CDR Tickets

Issue Number 3895
Summary Publishing Error on Lower Tiers after Database Refresh
Created 2015-04-16 18:32:55
Issue Type Improvement
Submitted By Englisch, Volker (NIH/NCI) [C]
Assigned To Kline, Bob (NIH/NCI) [C]
Status Closed
Resolved 2016-03-23 14:13:20
Resolution Fixed
Path /home/bkline/backups/jira/ocecdr/issue.159104
Description

When the CDR database on a lower tier gets refreshed it is possible that a publishing push job fails due to the existence of documents/directories of a publishing job that was generated before the database cleanup. The error message created is not very descriptive and it would make it easier in the future to either prevent the problem or help the developer to identify the source of the publishing failure.
Several options are available:
a) prior to creating the output directory 'Job12345.InProcess' ensure the directory 'Job12345' doesn't already exist and exit if it does.
b) In case the directory 'Job12345' already exists, delete it.
c) Create a more descriptive error message.

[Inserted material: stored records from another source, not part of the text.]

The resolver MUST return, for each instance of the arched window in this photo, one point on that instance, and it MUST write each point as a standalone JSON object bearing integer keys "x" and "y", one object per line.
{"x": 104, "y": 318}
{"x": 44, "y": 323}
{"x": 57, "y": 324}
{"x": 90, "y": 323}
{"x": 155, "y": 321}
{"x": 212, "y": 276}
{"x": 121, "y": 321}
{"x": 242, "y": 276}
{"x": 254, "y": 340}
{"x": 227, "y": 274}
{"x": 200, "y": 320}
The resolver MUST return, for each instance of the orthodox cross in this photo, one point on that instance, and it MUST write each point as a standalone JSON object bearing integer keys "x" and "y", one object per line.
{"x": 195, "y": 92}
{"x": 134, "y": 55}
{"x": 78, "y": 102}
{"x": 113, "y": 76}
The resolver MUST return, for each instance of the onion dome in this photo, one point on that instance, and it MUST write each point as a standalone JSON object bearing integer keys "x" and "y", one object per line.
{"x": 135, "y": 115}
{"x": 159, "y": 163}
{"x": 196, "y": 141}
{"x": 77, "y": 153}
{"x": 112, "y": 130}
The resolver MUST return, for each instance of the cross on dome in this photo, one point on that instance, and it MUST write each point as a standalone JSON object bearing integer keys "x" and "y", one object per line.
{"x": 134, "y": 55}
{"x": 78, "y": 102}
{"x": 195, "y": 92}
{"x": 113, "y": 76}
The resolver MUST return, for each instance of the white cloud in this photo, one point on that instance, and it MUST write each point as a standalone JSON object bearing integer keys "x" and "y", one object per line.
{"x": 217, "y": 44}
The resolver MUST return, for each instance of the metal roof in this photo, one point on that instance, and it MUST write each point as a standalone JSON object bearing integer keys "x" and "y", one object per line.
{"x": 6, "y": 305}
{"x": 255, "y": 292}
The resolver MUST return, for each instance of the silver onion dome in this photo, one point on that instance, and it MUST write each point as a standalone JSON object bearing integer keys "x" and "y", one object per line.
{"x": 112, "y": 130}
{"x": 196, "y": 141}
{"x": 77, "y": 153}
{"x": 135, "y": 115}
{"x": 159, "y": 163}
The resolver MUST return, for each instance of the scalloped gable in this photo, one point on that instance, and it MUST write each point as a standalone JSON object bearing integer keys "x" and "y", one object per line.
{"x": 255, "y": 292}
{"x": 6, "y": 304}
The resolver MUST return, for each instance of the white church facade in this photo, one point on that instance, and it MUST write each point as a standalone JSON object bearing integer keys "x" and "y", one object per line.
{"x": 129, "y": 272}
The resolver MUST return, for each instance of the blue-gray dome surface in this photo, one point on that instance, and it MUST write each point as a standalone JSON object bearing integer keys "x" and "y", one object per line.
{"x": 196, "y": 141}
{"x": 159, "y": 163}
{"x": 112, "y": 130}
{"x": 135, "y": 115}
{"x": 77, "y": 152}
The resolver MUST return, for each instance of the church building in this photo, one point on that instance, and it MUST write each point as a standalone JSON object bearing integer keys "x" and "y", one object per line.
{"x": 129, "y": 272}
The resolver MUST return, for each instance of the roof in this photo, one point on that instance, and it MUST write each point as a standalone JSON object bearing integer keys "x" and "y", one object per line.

Comment entered 2015-04-24 13:37:22 by Kline, Bob (NIH/NCI) [C]

I plan to modify the publishing software to rename JobNNNN to JobNNNN-YYYYMMDDHHMMSS when this happens.

Comment entered 2015-04-24 18:51:31 by Englisch, Volker (NIH/NCI) [C]

One caveat of this approach is that there currently doesn't exist a step in FileSweeper to clean up these files but it's easy to add one such step. Given the fact that we shouldn't be running into this situation frequently there should only be a small risk of running out of disk space because of the duplicated space.

Comment entered 2016-02-18 12:06:44 by Learn, Blair (NIH/NCI) [C]

Estimate 5 points

Comment entered 2016-03-23 14:01:20 by Kline, Bob (NIH/NCI) [C]

Added at the bottom of the Publish class's initializer:

        # Prevent collisions resulting from mismatch between database
        # and file system (typically caused by a database refresh from
        # prod on the lower tiers). Let failures throw exceptions.
        # See https://tracker.nci.nih.gov/browse/OCECDR-3895.
        if not self.__isCgPushJob() and self.__outputDir:
            for path in glob.glob(self.__outputDir + "*"):
                if os.path.isdir(path) and "-" not in os.path.basename(path):
                    stat = os.stat(path)
                    stamp = time.strftime("%Y%m%d%H%M%S",
                                          time.localtime(stat.st_mtime))
                    os.rename(path, "%s-%s" % (path, stamp))
Comment entered 2016-03-23 14:38:44 by Kline, Bob (NIH/NCI) [C]
/branches/Darwin/lib/Python/cdrpub.py@13806

Installed on DEV and tested with job 13498. I created the directory

d:\cdr\Output\Job13498

after determining that 13497 was the last job ID in the pub_proc table. I then submitted a hotfix publishing job request.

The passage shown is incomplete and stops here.